Sorry, commenting glitch and then I had to run to class. What I was going to say was that the first and third conditions will always be satisfied, so everything comes down to the determinant being less than one. Which is just another way of describing the condition you gave originally. So yes, exactly what I was after.
JW, are you sure the 1st and 3rd don’t contribute? What I have above is that the 1st and 3rd are redundant, but they put the lower bound on the determinant, and the 2nd provides the upper bound:
-1 < d < 1
… and what this all says is it doesn’t really matter whether we solve first for x1 using row 1, assume that x1 is now fixed and solve for x2 using row 2, etc. Or if we solve for x2 using row 2, then assume x2 is fixed and solve for x1 using row 1, etc.
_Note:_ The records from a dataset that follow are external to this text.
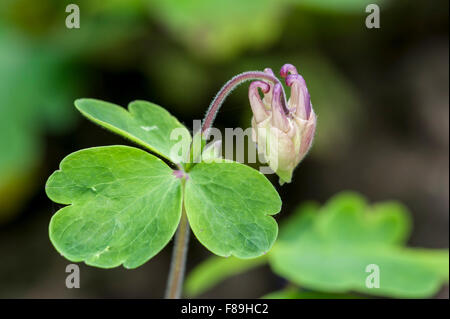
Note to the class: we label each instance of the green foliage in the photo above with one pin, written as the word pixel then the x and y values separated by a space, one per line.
pixel 327 249
pixel 146 124
pixel 293 293
pixel 124 204
pixel 344 237
pixel 227 204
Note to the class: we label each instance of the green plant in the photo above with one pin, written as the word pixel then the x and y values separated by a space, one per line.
pixel 323 252
pixel 125 204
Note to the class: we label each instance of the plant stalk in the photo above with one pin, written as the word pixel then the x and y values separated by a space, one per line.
pixel 230 86
pixel 178 263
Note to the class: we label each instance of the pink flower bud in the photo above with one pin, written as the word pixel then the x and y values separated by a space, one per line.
pixel 283 133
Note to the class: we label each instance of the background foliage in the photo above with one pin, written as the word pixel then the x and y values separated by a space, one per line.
pixel 381 96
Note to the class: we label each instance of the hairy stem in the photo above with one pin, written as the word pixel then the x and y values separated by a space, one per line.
pixel 230 86
pixel 178 263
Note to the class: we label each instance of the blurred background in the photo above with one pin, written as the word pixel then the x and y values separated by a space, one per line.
pixel 381 96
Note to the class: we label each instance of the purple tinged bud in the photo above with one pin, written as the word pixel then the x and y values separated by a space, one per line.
pixel 286 69
pixel 258 108
pixel 284 136
pixel 300 101
pixel 279 119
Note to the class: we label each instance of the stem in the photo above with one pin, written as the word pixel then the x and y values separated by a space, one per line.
pixel 230 86
pixel 178 263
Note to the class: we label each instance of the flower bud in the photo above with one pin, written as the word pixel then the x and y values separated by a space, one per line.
pixel 282 131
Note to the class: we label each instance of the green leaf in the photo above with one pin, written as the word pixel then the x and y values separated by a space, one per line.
pixel 335 245
pixel 124 206
pixel 293 293
pixel 216 269
pixel 227 205
pixel 145 123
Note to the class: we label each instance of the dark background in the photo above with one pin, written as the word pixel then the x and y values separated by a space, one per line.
pixel 381 96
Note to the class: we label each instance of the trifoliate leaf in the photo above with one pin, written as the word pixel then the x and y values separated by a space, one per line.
pixel 145 123
pixel 227 205
pixel 124 206
pixel 335 246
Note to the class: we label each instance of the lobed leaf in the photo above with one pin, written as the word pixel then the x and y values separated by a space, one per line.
pixel 335 246
pixel 124 205
pixel 145 123
pixel 228 206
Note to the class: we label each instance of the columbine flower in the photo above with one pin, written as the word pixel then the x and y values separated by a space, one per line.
pixel 283 133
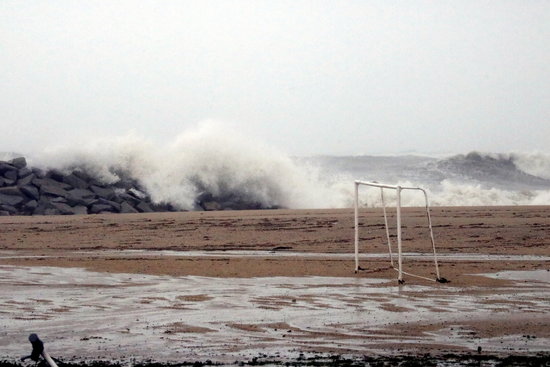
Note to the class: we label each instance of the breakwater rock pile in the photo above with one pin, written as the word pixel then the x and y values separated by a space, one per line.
pixel 33 191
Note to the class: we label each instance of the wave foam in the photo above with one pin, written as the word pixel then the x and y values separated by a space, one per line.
pixel 215 159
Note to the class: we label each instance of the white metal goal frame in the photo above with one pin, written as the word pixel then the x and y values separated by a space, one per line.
pixel 398 190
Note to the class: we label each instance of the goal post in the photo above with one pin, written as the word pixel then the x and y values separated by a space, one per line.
pixel 398 189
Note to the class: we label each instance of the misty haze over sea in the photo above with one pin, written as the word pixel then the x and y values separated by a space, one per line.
pixel 212 159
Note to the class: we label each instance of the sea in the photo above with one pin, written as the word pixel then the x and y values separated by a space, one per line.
pixel 228 164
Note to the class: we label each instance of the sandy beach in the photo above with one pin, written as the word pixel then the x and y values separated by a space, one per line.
pixel 234 284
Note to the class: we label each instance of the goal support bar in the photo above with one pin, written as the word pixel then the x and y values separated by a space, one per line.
pixel 398 190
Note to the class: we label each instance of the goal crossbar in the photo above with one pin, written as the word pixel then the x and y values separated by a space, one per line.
pixel 398 190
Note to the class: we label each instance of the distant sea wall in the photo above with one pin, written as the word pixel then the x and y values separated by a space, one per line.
pixel 26 190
Or if we solve for x1 using row 1 assuming x2 is fixed and simultaneously solve for x2 using row 2 assuming x1 is fixed (your case), etc. All three are almost exactly the same, have the same test for convergence, and converge at the same rate.
What matters is the assignment, like you started off stating: i.e. solving x1 using row 1 or row 2, etc. And then the test and convergence rate in one case just become reciprocals in the other assignment case.
The don’t contribute if you set up the problem the way I think you should. Writing b for the budget balance, i for the interest rate, Y for output and D for the change or level of debt, then if dY/db < 0, dD/db < 0, dY/di < 0, and dD/di > 0 (all of which we have good reason to believe), then the determinant is always positive. So we don’t need the lower bound condition.
Ah, OK. Well great… thanks for a fun conversation.